Court Must Examine Validity and Reliability of Evidence Regarding Need for Emotional Support Animal

In Riverbrook v Fabode, a published Michigan Court of Appeals opinion, the landlord started eviction proceedings against a tenant when her co-occupant obtained an alleged pit bull mix, an apparently forbidden breed. The brother obtained a letter from a limited license professional counselor declaring a need for an emotional support animal (ESA). Skeptical of the letter, the landlord requested additional information from the counselor, who replied in general terms. The landlord proceeded with an eviction. The tenants opposed the eviction.

The court limited the landlord’s questioning of the counselor and other challenges to the credibility of the evidence, believing that the Fair Housing Act limited the inquiry. The court denied the eviction and the landlord appealed, first to the circuit court which affirmed the district court and then to the Michigan Court of Appeals, which reversed and remanded.

The court held that the lower courts avoided their role as gatekeeper to determine the validity and reliability of the evidence presented by the tenant in support of his claim of disability. Because no examination was allowed, the case was remanded to the trial court for hearing.

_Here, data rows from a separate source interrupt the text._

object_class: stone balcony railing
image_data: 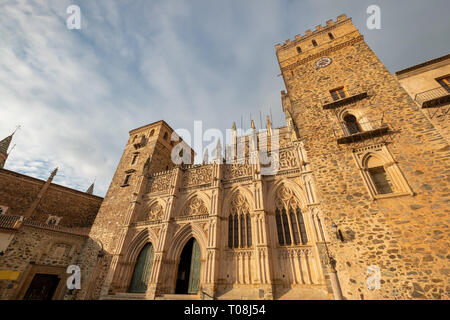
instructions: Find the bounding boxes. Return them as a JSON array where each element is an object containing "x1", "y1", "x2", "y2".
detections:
[{"x1": 414, "y1": 86, "x2": 450, "y2": 108}]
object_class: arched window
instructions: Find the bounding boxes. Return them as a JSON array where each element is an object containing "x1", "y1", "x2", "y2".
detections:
[
  {"x1": 149, "y1": 129, "x2": 155, "y2": 137},
  {"x1": 328, "y1": 32, "x2": 335, "y2": 40},
  {"x1": 163, "y1": 132, "x2": 168, "y2": 140},
  {"x1": 129, "y1": 243, "x2": 154, "y2": 293},
  {"x1": 312, "y1": 39, "x2": 318, "y2": 47},
  {"x1": 227, "y1": 194, "x2": 252, "y2": 249},
  {"x1": 344, "y1": 114, "x2": 361, "y2": 135},
  {"x1": 296, "y1": 46, "x2": 302, "y2": 53},
  {"x1": 354, "y1": 145, "x2": 413, "y2": 199},
  {"x1": 275, "y1": 186, "x2": 308, "y2": 246},
  {"x1": 367, "y1": 156, "x2": 394, "y2": 194}
]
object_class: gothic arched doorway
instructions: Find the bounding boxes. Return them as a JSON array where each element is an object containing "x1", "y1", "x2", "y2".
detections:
[
  {"x1": 128, "y1": 243, "x2": 154, "y2": 293},
  {"x1": 175, "y1": 238, "x2": 201, "y2": 294}
]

It appears from the opinion that the brother found the counselor from a web site which promised a doctor’s letter to support a request for an ESA for a fee of $179, that the tenant contacted the counselor only after the landlord notified of the lease violation, and that the counselor issued her letter after only one brief phone call with the brother. 

UPDATE: in an Order dated November 29, 2022, the Michigan Supreme Court vacated a portion of the lower court’s opinion to the extent it could be read to stand for the proposition that expert witness testimony is required in all cases where a person is seeking a reasonable accommodation under either the Fair Housing Act or the Persons With Disabilities Civil Rights Act.